Moreover, much of the entire $3,000bn global market for collateralised debt obligations is under strain. Merrill Lynch has declared a 30pc writedown on its holding of CDOs, offering a glimpse into the true values.
Few of the banks have admitted to losses on anything like the scale suggested by market prices. UBS is still booking its US mortgage debt at 90 cents on the dollar.
While nobody knows what lies under the Level 3 rock, the new rule could spell trouble. Citigroup has $128bn of assets in this category, or 205pc of its tangible equity. The figures for other banks are: Morgan Stanley $88bn, (275pc); Goldman Sachs $72bn (212pc); and Lehman Brothers $35bn (194pc).

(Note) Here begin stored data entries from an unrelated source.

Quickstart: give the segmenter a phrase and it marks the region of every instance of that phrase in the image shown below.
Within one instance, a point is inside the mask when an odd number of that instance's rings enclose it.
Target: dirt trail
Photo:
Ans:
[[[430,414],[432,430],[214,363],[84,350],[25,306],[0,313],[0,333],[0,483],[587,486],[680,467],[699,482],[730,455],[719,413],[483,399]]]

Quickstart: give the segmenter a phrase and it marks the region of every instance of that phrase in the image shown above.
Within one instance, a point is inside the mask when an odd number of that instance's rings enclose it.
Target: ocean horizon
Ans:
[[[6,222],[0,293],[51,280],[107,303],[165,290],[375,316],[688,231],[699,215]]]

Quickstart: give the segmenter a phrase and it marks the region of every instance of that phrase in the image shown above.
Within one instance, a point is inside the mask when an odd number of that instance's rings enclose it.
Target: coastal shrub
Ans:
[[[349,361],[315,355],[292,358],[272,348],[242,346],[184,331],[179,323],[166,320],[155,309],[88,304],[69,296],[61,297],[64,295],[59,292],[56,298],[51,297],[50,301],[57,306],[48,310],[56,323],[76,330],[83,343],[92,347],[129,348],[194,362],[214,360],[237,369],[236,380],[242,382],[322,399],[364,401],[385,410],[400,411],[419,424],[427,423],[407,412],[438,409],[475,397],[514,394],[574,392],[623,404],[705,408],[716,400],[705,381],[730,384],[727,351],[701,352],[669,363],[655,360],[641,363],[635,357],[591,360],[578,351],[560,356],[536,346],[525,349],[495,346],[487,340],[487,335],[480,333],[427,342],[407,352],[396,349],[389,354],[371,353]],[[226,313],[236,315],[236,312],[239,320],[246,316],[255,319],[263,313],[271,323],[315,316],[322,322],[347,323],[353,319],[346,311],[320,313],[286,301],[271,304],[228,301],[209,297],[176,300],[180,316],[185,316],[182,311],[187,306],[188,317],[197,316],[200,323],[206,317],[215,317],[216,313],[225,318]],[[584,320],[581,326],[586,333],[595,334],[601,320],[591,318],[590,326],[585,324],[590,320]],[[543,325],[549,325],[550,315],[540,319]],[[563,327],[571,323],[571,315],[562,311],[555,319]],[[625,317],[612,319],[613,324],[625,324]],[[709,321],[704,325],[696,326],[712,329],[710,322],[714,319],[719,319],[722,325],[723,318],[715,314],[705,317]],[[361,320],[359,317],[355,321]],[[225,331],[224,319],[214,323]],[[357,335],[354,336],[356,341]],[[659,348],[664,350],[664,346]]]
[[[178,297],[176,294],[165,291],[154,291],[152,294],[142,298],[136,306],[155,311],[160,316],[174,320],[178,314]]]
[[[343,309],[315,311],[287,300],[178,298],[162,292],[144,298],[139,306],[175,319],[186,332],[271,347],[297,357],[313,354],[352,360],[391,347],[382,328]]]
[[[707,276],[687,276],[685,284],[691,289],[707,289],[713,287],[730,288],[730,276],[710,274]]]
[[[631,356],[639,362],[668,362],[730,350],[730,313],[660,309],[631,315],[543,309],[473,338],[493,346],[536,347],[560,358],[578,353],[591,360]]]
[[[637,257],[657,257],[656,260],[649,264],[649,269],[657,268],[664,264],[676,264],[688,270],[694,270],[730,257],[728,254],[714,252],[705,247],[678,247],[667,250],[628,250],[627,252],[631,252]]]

The banks say a temporary panic has pushed prices below fair value, no longer reflecting likely default rates. A Goldman Sachs spokesman said the rules had compelled the bank to place quality assets in the Level 3 category that are not at risk in any way.
With the markets in an unforgiving mood, however, all banks are now assumed guilty until proven innocent.
しかし市場が厳しいムードにある中、全ての銀行は今では無実と証明されるまでは推定有罪だ。
In a rare piece of good news, The New York Times reported yesterday that Citigroup, Bank of America and JPMorgan had agreed terms for a $75bn rescue fund - or Super-Siv - to prevent a fresh fire sale of sub-prime debt. They are now in talks with 60 banks on plans to launch the scheme in December.
If it works, it will allow the lenders to feed out losses slowly, giving the market time to adapt. Critics say it is merely another attempt to cover the crisis by preventing "price discovery".